I’ve always believed that leadership is getting someone else to do something because they want to do it. It’s helping people to be the best they can be and helping them realize their potential—giving people a vision of what their future can be and then giving them the resources to actualize that. Sometimes it’s potential they may not even see in themselves. A big part of it is first pulling the right group of people, then figuring out strategically what those people should be doing, communicating clearly to everybody, making sure you have the right people in the right roles to be able to execute, and then finally making sure that everybody has the resources they need to execute. That’s my job regardless of the business situation we’re tackling or industry we’re in; those principles are timeless.
So leadership is really about coaching?
One of my role models is Mike Krzyzewski, the coach of Duke’s [University] basketball team. In an interview he said his role is to make the spotlight shine as brightly as possible on his players. And as the spotlight grows on the team, it automatically spills over onto him as the coach. It’s really not as much about you as it is the people that you’re coaching. If the people you coach are successful, of course you’ll get that credit. There’s also the theory of servant leadership, where the role of the leader is to serve the people you lead. It’s like you have a caretaker role. [Coach] John Wooden [he died earlier this year] is one of those people whom I also admire. Whenever you listen to him talk about coaching and his role, he would say, “the players I was entrusted to lead.” He wouldn’t say “my players, my team.” It was almost as if it was a privilege to work with these young men. Leadership is about getting things done through other people. So the people part is such an important piece of it.

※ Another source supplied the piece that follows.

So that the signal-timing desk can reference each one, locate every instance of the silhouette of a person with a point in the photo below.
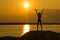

How do you determine the right people?
I think if you match a person’s passion with what they’re assigned to do for a job, that’s the magic nexus. Then the person doesn’t feel like they’re doing a job; they feel like they’re doing what they were born to do. I always ask people if they were to win the lottery tomorrow and didn’t have to work for a living what they would do with their lives. And that’s probably their true passion. If you can get people who when they come here really believe that their passion is to do what we do, which is to inform and entertain people about food, we’re off to a good start. So a good part of my job is figuring out who those people are and naturally bring them into the organization. Once they’re in the organization, you look at what their particular skill set is and their particular area of interest is and then you try to match and align that with the specific roles within the company. Then you have to give them a future. You have to help them see where they can be in two years, where can they be in five years. Hopefully your vision of where you see the company going aligns with their vision and where they want their lives to go.